Consider weak references. Occasionally programs wish to retain a reference to a memory block without disqualifying it from garbage collection. We can do this using weak references. The following Python example illustrates how this works.
import weakref
data = Stack(['hello', 'world'])
dref = weakref.ref(data)
print(dref() is data) # displays "True"
print(dref().pop()) # displays "world"
data = Stack(['goodnight', 'moon'])
print(dref() is None) # displays "True"
print(dref().pop()) # exception: "'NoneType' object has no attribute 'display'"
In the first section, we create a Stack
instance
referenced by the data
variable, and the dref
variable contains a weak reference to this stack.

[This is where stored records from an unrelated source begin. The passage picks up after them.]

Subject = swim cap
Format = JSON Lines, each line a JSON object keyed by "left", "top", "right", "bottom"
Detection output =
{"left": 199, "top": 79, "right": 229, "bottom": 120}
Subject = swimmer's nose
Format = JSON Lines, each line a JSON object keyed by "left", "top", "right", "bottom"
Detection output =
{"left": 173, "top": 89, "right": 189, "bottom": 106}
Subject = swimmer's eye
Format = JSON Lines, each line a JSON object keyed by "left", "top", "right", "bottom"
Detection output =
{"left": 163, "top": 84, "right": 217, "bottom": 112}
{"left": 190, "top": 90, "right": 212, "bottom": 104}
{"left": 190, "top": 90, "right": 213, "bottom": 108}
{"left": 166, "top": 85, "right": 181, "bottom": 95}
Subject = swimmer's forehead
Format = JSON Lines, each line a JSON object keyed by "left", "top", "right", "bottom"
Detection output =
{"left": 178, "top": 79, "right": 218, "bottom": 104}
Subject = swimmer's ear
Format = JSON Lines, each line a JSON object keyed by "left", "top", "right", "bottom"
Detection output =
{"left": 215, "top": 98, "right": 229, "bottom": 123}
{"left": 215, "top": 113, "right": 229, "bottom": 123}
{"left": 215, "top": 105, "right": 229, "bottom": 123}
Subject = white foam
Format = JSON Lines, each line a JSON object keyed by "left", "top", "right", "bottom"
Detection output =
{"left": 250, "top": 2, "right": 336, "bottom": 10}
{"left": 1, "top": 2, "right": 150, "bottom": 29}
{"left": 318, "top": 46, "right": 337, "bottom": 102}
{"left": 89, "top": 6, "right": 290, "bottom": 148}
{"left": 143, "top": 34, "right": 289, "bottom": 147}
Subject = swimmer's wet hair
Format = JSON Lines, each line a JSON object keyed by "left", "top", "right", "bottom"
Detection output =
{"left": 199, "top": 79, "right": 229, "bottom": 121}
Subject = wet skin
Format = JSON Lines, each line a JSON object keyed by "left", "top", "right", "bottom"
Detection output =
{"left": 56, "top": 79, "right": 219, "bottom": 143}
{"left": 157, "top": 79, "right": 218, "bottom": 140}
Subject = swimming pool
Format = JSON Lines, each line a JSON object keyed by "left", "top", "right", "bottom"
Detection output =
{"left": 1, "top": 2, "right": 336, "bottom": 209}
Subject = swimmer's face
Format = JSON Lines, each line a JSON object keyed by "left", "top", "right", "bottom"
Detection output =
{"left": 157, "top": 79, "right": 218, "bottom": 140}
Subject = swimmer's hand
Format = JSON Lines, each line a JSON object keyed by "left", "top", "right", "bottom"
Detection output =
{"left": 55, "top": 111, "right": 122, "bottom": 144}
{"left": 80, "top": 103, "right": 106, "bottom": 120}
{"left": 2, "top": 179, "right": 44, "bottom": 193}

The weak reference is a bit odd in that you can't treat it
simply as a regular reference:
To pop from the stack, we must first call dref
as a
function to retrieve a normal reference to the stack, and then
we call pop
on that.
Thus, at the end of the section, you see dref().pop()
rather than dref.pop()
as you would expect if dref
were a normal reference to a stack.
In the second section, we change data
to refer to a
different Stack
instance instead. At this point, there
are no normal references to the first Stack
instance,
and so it is deallocated as garbage.
Consequently, calling dref()
now returns None
rather than the normal reference it returned before.
Thus, calling dref().pop()
attempts to call a member
function on None
, which leads to an exception.
(Java supports weak references, too, through its
java.lang.ref
package.)
It must be admitted that weak references aren't often used in regular programming. However, they can be useful. Here are two places they can be useful.
Suppose we have a long-running graphical program. Well-designed graphical programs typically include an underlying model object containing the data being edited and view objects that handle how to present that data graphically. The model is written so that it contains no dependence on the graphical presentation. Instead, it is designed so that it accepts abstract listeners to be notified whenever the model is changed. Each view will register itself with the model as a listener.
Now suppose in the course of running the program, the user often opens new windows and closes them, and that some of these windows have their own views of the same model, and so these views register themselves as listeners of the model. We can hope that the programmer would be very careful to un-register the listeners. But in practice it could make sense for the model to remember its listeners using weak references, so that when a window is closed, the view can possibly be deallocated, and the listener can be removed automatically.
Suppose we have a function that takes an object as a
parameter and performs a complex computation based on it.
We might hope to save recomputation by caching the return value,
so that a later invocation of the function can simply find the
return value in the cache rather than recomputing it.
If we use a dictionary mapping each parameter object encountered
to the computed value,
then each parameter object will never be eligible for
garbage collection even if there are no other references to the object.
We can allow garbage collection of these objects by instead using
weak references for the keys in the dictionary. The weakref
module supports this through its WeakKeyDictionary
(and Java supports this through its WeakHashMap
class).
Garbage collection is an important and complex feature of many modern programming languages. Fortunately, programmers rarely need to worry much about exactly how it works, but nonetheless there are occasions when understanding garbage collection can allow much better performance.